Why does $\frac{d}{d\theta} \theta\prod_{i=1}^nx_i = \sum_{i=1}^nx_i$

Why does $\frac{d}{d\theta} \theta\prod_{i=1}^nx_i = \sum_{i=1}^nx_i$

Is this just the product rule? I have this in my notes but I didn't think
anything of it and now I'm wondering how this happens?
Edit: Im working with maximum likelihood estimation and in my notes I have
that the likelihood funciton $=L(x;\theta)=\prod_{i=1}^nf(x;\theta)$ where
$x$ is the variable and $\theta$ is the parameter of a probability
distribution. To estimate I was told that we take the log of the
likelihood function e.i. $ln(L)$, then take it's derivative to estimate
the parameter.
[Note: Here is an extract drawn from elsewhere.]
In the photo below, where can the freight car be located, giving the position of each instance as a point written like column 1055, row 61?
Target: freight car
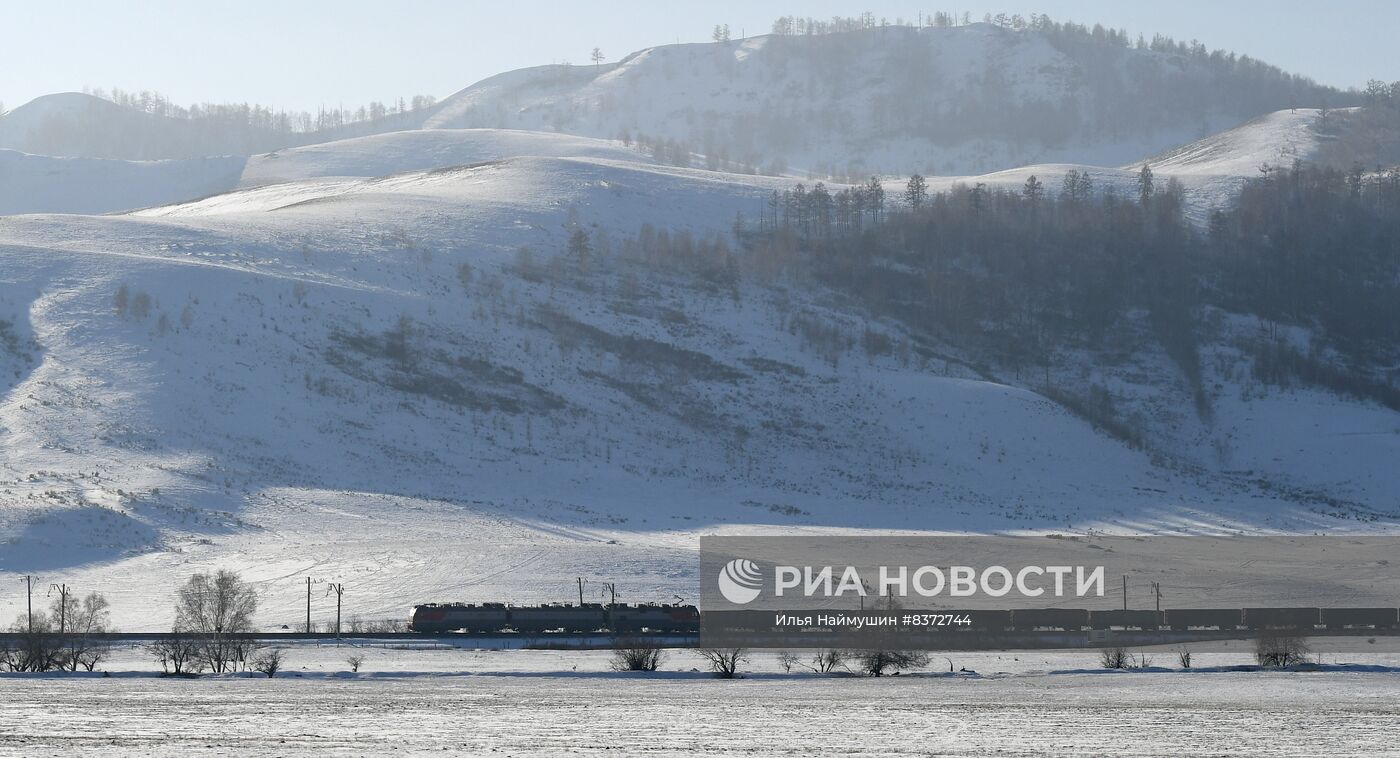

The function I'm working with is $f(x;\theta)=(\theta
+1)x^{\theta}$. So $$L(x;\theta)=\prod_{i=1}^n(\theta
+1)x_i^{\theta}=(\theta+1)^n\prod_{i=1}^nx_i^{\theta}$$ Now
$$ln(L(x;\theta))=n*ln(\theta+1)+\theta
ln\left(\prod_{i=1}^nx_i\right)$$Here's where I'm confused, I have in my
notes that $$\frac{dL}{d\theta}=\frac{n}{\theta+1}+\sum_{i=1}^nln(x_i)$$
Why does the product of $x_i$ become the summation of $x_i$?